Economic Crisis Means a Reprieve for Canada’s Most Indebted

(Bloomberg) --

The coronavirus is causing a wave of unemployment unlike any in Canada's history. Oddly, that may mean consumer insolvencies go down, not up.

The Trudeau government and its provincial counterparts have crafted new income support plans and cajoled banks and landlords to defer payments. Bankruptcy experts say those policies -- and closed courthouses -- mean a short-term reprieve from insolvency filings in a country with the highest ratio of household debt to disposable income in the Group of Seven.

Consumer insolvencies may even have dropped in March and could fall further in April, despite a virtual shutdown of the economy and a spike in job losses.

“What's going to happen here is we're actually going to have a drop off for two or three months, where normally we'd be flying,” said Scott Terrio, a manager of consumer insolvencies at Hoyes, Michalos & Associates Inc. “We're advising most people to sit tight.”

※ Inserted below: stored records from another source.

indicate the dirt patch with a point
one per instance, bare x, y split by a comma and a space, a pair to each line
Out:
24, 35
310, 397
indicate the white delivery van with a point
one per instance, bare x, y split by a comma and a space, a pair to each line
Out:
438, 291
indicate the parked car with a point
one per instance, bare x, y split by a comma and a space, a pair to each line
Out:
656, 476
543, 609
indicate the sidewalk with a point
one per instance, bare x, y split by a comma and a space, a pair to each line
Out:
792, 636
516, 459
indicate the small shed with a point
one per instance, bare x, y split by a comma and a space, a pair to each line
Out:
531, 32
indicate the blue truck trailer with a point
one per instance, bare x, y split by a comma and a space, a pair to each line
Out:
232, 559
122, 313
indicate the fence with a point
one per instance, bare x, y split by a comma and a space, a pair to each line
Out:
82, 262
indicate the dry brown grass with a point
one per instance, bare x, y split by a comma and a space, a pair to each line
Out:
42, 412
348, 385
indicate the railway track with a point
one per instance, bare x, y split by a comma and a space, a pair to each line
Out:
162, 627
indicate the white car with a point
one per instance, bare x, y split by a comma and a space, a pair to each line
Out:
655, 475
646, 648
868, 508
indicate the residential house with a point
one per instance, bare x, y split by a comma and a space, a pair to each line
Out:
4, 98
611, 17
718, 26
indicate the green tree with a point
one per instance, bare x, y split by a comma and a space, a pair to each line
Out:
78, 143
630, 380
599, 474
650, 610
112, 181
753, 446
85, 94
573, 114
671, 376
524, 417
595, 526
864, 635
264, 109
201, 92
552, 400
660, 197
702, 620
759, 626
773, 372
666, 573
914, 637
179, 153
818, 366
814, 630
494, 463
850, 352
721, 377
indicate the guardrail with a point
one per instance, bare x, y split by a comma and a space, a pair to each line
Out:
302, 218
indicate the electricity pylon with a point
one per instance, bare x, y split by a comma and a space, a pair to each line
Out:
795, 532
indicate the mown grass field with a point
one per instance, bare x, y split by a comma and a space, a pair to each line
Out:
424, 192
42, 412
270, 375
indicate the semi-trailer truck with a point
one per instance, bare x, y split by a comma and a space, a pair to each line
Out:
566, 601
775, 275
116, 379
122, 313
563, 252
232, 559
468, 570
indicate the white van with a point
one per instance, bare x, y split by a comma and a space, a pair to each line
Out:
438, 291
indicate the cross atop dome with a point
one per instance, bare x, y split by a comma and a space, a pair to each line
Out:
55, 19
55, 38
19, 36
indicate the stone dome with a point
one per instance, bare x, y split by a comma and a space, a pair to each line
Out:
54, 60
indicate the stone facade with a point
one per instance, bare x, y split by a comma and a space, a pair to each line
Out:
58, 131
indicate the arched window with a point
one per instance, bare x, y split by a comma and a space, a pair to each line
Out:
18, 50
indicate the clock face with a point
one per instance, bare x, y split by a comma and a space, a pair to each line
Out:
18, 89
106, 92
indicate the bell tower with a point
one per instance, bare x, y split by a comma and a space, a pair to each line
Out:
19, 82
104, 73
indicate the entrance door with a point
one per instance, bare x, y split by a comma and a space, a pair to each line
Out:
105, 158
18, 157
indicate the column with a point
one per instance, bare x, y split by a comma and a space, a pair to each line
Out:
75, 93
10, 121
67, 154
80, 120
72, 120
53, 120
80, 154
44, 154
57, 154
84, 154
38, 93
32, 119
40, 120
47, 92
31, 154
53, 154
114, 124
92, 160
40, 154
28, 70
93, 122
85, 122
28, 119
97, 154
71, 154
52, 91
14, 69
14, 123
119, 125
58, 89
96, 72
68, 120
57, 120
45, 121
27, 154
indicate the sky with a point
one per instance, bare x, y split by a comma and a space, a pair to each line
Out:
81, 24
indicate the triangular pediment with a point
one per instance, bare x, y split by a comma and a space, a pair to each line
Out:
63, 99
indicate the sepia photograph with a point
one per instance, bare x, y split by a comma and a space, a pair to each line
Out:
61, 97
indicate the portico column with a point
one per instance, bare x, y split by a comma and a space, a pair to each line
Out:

Even before the pandemic, concern was mounting about how households would manage C$2.27 trillion ($1.62 trillion) of mortgage and consumer debt. Personal insolvencies had been marching steadily higher for the past year.

The only thing keeping defaults in check was a strong labor market. But with a nationwide lockdown, 1.5 million Canadians were officially unemployed as of March, and the number is sure to go higher.

There is time, however, for those with a lot of debt to figure it out. One unexpected consequence of the lockdowns is that people can't officially go broke. With courts closed, creditors won't be able to embark on legal action such as confiscating assets or garnishing wages.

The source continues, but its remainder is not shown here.